Muito mais machadiana que o Sr. Cyro dos Anjos, e talvez sem o querer, me pareceu a Sra. Rachel de Queiroz com o seu romance das As Três Marias, onde o jeito conceituoso, a lapidação cristalina da frase, o próprio mecanismo de pensar, muitas vezes, lembra Machado de Assis.
   
A verdade é que o nome de Cyro se vinculou, na prática, ao do autor de Dom Casmurro, levando-o a afirmar, em 1951: “[...] não me lisonjeia ser fichado como epígono. Nem acho que escritor algum possa ser classificado com facilidade como o fazem no Brasil. Leia-se a obra de Machado, e ver-se-á quão diferente é o seu espírito.” Nessa questão, creio definitivo o juízo de Antonio Candido, em artigo aproveitado como prefácio nas edições posteriores do romance. Eis suas palavras:
   
Falou-se muito em Machado de Assis a propósito de Cyro dos Anjos, insistindo-se sobre o que há de semelhante no estilo e no humorismo de ambos. O que não se falou, porém, foi na diferença radical que existe entre eles: enquanto Machado de Assis tinha uma visão que se poderia chamar dramática, no sentido próprio, da vida, Cyro dos Anjos possui além dessa, e dando-lhe um cunho muito especial, um maravilhoso sentido poético das coisas e dos homens. O que é admirável, no seu livro, é o diálogo entre o lírico, que quer se abandonar, e o analista, dotado de humour, que o chama à ordem: ou, ao contrário, o analista querendo dar aos fatos e aos sentimentos um valor quase de pura constatação, e o lírio chamando-o à vida, envolvendo uns e outros em piedosa ternura.

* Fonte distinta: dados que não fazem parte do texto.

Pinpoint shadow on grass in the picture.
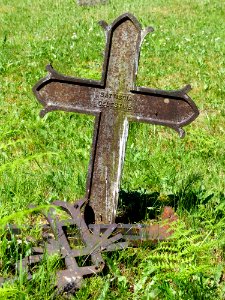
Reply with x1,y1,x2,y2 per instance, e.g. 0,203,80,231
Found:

Candido chega a apontar, no fundamento da arte do romancista mineiro, “uma qualidade de vida que é superior à de Machado de Assis”.
 
Como se não bastasse empatia tão profunda, emprestando significado especial ao aparecimento de O Amanuense Belmiro, o crítico e historiador, ao comentar, em 1948, a lista dos dez romances preferidos de Augusto Meyer, termina com a seguinte declaração: “[...] preciso guardar espaço para certas amizades – modestas, mas fiéis e inspiradoras, como O Amanuense Belmiro, que, timidamente, eu levaria para a ilha deserta em lugar de grandes figurões.” Em outra oportunidade, Antonio Candido repetiu ser o Amanuense um dos seus romances mais queridos – ao lado do Lucien Leuwen, de Os Possessos, do Temps Perdu, de A Ilustre Casa. [...] Esse livro de capa amarela, na edição da mais simpática editora do mundo, “Os Amigos do Livro”, de Belo Horizonte, tem-me acompanhado, desde a publicação, como companheiro e amigo. Quando viajo, levo-o junto, não raro, e apesar da sua atmosfera já ser minha, sempre faço qualquer pequena descoberta, que me dá tanto prazer quanto o reencontro das descobertas antigas e já agora familiares.
   
É de se imaginar que estreia tão festejada, responsável por copiosa fortuna crítica, criasse enorme expectativa para Abdias, o segundo romance de Cyro dos Anjos, editado oito anos depois, em 1945. No cômputo geral dos comentários, a acolhida favorável superou em muito as restrições, ainda que Antonio Candido, considerado por Cyro o melhor exegeta de O Amanuense, se mantivesse distante do entusiasmo anterior.
 
Álvaro Lins, outro crítico de incontestável autoridade, publicou em jornal, em 1946, artigo que, alterado, se tornou depois apresentação de Abdias. Com agudeza, o estudo afirma que Cyro pertence à família dos escritores de um só livro em vários livros, com obras que se desdobram e se comunicam como se fossem uma só. Isto não é um defeito, e sim um caráter, uma espécie de criação literária. Abdias não é a repetição de O Amanuense Belmiro, mas o segundo romance continua o primeiro, embora os personagens tenham outro nome e novas situações sejam apresentadas.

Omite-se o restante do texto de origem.